The lumbering Heavy Chariot may look unwieldy, but the poor soldiers crushed under its wheels don't seem to think so. Not only is the chariot the strongest melee ground unit in the Ancient Era, but it also may move farther than any other unit on open terrain, and it doesn't require any resources!
The Heavy Chariot is in fact a proto-cavalry, unlike the Chariot Archer in Civilization V (which was a ranged unit). But even when used as a regular melee unit it will crush its opponents, thanks to its superior Combat Strength. Its only nemesis is the Spearman, which has a special bonus versus cavalry, bringing its total CS to 35 against the chariot! So, stay away from any army with lines of Spearmen.
Civilopedia entry Edit
Ox carts – sort of proto-chariots – were first built by early Indo-European peoples in Mesopotamia around 3000 BC. Not long after, c. 2500, horses were domesticated on the Eurasian steppes, a practice that quickly spread.
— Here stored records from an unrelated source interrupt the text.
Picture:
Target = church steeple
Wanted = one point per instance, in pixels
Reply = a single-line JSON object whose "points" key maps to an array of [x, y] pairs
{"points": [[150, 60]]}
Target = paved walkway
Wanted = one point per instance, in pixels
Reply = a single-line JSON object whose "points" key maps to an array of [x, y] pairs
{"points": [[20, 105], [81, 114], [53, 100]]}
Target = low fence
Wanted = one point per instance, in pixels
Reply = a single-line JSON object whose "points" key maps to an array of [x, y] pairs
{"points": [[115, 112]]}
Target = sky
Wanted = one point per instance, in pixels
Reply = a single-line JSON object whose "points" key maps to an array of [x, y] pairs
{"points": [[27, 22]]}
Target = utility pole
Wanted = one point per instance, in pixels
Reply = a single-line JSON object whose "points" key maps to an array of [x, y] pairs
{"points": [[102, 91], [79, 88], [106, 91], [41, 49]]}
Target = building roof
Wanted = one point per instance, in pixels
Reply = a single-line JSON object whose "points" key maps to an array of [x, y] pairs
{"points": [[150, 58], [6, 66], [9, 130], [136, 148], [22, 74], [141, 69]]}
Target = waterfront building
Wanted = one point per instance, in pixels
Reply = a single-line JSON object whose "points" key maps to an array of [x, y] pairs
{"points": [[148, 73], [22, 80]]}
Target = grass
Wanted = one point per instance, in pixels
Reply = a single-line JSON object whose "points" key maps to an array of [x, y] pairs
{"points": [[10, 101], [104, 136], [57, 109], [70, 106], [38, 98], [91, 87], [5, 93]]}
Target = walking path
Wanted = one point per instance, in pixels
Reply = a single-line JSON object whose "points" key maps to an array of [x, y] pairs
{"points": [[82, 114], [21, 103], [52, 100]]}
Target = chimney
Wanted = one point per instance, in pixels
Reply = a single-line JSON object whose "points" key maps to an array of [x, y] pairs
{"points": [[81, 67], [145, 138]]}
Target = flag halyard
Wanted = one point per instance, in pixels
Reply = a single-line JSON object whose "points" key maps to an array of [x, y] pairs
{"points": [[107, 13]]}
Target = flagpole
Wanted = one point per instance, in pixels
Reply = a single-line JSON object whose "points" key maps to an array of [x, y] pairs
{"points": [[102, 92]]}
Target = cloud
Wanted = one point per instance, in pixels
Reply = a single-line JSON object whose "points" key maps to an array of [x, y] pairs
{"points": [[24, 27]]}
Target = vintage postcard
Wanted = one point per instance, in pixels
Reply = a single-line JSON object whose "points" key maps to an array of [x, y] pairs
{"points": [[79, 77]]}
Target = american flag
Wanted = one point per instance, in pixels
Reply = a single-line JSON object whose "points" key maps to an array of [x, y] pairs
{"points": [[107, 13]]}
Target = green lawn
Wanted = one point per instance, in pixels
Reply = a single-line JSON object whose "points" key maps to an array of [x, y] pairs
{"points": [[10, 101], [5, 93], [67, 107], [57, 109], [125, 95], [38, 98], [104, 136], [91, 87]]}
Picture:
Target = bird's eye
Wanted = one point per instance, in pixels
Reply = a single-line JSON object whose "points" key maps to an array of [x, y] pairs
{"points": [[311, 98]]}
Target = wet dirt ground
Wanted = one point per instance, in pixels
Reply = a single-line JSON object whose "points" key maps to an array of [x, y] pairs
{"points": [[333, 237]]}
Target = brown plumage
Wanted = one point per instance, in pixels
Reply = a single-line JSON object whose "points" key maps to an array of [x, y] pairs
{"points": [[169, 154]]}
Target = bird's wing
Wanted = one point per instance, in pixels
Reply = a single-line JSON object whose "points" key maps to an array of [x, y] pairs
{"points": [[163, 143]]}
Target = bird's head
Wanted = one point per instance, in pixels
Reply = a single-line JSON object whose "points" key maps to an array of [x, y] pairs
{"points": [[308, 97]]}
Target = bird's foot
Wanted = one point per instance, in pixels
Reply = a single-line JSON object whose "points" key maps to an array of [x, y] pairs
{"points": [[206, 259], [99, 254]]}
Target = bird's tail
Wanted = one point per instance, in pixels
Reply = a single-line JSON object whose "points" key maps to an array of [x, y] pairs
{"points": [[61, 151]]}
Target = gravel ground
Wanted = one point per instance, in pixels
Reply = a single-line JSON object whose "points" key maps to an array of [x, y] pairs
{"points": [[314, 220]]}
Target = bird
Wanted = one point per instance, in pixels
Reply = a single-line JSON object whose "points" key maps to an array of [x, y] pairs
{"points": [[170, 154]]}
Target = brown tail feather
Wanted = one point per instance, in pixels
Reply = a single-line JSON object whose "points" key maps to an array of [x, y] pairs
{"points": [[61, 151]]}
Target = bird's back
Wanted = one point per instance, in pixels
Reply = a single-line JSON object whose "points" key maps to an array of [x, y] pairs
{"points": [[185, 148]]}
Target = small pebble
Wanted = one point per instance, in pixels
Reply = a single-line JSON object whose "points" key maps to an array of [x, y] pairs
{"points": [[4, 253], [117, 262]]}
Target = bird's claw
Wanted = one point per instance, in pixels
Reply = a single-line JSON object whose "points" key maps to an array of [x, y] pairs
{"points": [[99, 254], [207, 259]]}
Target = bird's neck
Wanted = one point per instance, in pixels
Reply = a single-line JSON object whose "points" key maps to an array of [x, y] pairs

And not long after that, horses got hitched (usually side-by-side) to the carts, which had been made lighter – often just a platform on two wheels with a low railing – and more maneuverable. Besides practical uses for chariots in transport and racing, chariots were very useful in war, giving ancient armies a mobile arm of their military. The Hittites were the first master charioteers in warfare, manned by three men in nimble chariots drawn by two horses. The Egyptians ran roughshod over their enemies using a similar contraption. The Persians were the first to build heavy chariots, with a four-horse team and sometimes scythes on the wheels, which proved really effective in smashing through enemy infantry lines.